Pulled out the berries and grabbed a bag of lemons and hunted for a recipe and found this one at Bakingdom which has pictures so beautiful and perfect I want to vomit all over myself because I will never achieve such kawaii cuteness.
Changed some shit around because I hate disgustingly sweet lemonades. I ain’t need no diabeetus.
But it’s more like I’m a bitch and can’t handle my sugar.
Serves: Half a gallon (I guess. I didn’t even pour it out of the tupperware)
*1 lb strawberries (half rotten will even work here. Trust me)
*1 cup fresh lemon juice (like 9 lemons)
*1 cup (200 grams) sugar
*5 cups cold water
1. Lets get this shit started. Pull out your mother’s old as hell scale that has to be from the fucking 70s or early 80s because damn this shit is ugly. Put 5 cups of cold water in a pot with your 1 cup of sugar (that I even was bored enough to weigh out) and boil that baby to make sure those sugar crystals are all melted in and make this huge simple syrup soup.
2. Sit your ass down for this, because you’re gonna be squeezing lemons for a long time. Squeeze the lemons like you have an anxiety issue and you need to release your stress into something that cannot feel pain.

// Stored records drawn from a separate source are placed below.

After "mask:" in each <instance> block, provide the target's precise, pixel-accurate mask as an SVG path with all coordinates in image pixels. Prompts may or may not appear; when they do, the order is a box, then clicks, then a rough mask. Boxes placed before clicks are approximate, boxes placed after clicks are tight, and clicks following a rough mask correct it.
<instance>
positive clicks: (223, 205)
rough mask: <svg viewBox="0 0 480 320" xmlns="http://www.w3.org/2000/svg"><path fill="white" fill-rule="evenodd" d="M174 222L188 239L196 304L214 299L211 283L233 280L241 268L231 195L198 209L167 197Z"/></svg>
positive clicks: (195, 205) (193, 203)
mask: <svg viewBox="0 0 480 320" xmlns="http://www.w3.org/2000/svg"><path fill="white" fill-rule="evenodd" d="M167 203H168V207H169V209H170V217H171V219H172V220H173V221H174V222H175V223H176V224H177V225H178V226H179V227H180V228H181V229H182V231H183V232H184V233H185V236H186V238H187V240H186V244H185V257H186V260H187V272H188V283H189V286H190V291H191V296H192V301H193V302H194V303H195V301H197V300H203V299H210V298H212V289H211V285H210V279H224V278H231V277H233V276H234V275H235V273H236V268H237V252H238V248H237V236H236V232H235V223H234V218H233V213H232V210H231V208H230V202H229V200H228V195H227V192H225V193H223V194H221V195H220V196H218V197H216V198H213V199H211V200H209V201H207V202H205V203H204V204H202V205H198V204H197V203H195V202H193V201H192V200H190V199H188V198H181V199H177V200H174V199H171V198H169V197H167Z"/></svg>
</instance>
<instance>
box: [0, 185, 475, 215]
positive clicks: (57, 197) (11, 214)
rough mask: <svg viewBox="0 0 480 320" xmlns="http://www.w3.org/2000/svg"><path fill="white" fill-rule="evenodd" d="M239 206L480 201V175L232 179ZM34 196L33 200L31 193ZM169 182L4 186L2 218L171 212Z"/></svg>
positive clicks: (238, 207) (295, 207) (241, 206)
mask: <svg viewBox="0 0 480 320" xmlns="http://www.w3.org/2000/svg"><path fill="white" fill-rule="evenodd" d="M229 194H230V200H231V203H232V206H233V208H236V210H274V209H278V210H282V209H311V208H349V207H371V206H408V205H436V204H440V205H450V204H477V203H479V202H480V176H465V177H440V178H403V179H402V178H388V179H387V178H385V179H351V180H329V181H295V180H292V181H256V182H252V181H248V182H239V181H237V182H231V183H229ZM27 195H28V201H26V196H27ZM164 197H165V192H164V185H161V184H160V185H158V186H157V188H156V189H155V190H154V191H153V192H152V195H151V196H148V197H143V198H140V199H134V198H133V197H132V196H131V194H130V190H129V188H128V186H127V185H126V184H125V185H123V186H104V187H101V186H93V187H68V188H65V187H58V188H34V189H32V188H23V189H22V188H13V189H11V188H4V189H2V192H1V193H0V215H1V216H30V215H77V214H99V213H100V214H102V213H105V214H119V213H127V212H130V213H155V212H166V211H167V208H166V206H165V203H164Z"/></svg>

Please be sure to not play with the lemons by lewdly inserting your fingers into them like I did. Once you’ve had your fun and reached a cup, pour that juice into the simple syrup soup.
3. Pull out your blender and throw all of your
rotting fresh strawberries into it. Use whatever button you think would turn the berries from whole to pulverized slush. Be sure to occasionally open it and shove the berries around because I’m dumb and put them into the most awkward way to blend. Please do be pleasantly surprised when you discover that blended strawberries alone look like a smoothie, and then immediately feel embarrassed and pity yourself for not having known that before.
4. Grab a mesh strainer and a container for your strawberry slush. If you’re really smart like me, you’ll pull out a square container and try to literally fit a round peg into a square hole. (takes some elbow grease, but hey it works!) Strain your slush so it becomes strawberry liquid and removes most of those annoying crunchy-ass seeds.
5. At this point you can combine everything together and stir for fun. However I’m not sure how long the lemonade lasts with everything mixed in together. Methinks the strawberries get too sour, SO keep ’em separate. When you want, grab a soup spoon and scoop out some strawberry liquid and throw it in your cup and add the lemon simple syrup soup and stir stir stir for something that even I like.
Okay, this shot was staged. I had already poured in the sugar. I felt like being a real fancy baking blogs like the others, mama.
…except it doesn’t work because my kitchen is weird, my equipment is ugly and I bake almost everything at night with no natural lighting.